What is a "distributed transaction"?

Zombie picture Zombie · Nov 18, 2010 · Viewed 23k times · Source

The Wikipedia article for Distributed transaction isn't very helpful.

Can you give a high-level description with more details of what a distributed transaction is?

Also, can you give me an example of why an application or database should perform a transaction that updates data on two or more networked computers?

I understand the classic bank example; I care more about distributed transactions in Web-scale databases like Dynamo, Bigtable, HBase, or Cassandra.
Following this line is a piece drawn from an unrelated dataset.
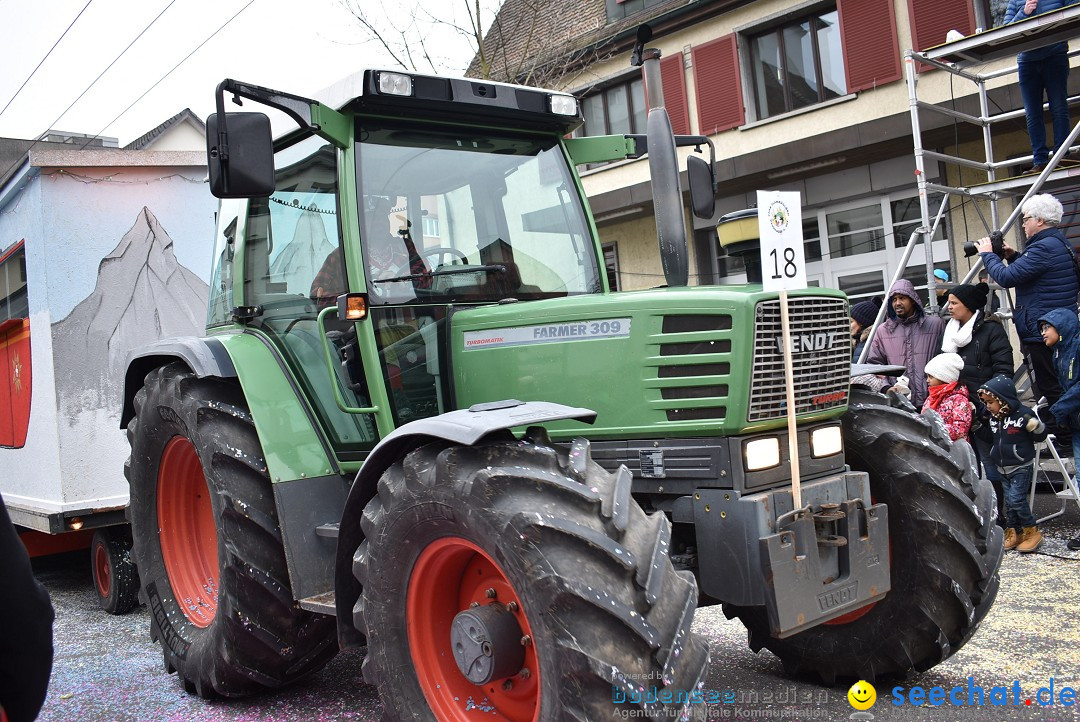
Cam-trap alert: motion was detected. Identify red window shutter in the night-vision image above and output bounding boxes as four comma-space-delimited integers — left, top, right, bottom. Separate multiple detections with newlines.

Heinzi picture Heinzi · Nov 18, 2010

Usually, transactions occur on one database server:

SELECT something FROM myTable
UPDATE something IN myTable

A distributed transaction involves multiple servers:

UPDATE amount = amount - 100 IN bankAccounts WHERE accountNr = 1
UPDATE amount = amount + 100 IN someRemoteDatabaseAtSomeOtherBank.bankAccounts WHERE accountNr = 2

The difficulty comes from the fact that the servers must communicate to ensure that transactional properties such as atomicity are satisfied on both servers: If the transaction succeeds, the values must be updated on both servers. If the transaction fails, the transaction must be rollbacked on both servers. It must never happen that the values are updated on one server but not updated on the other.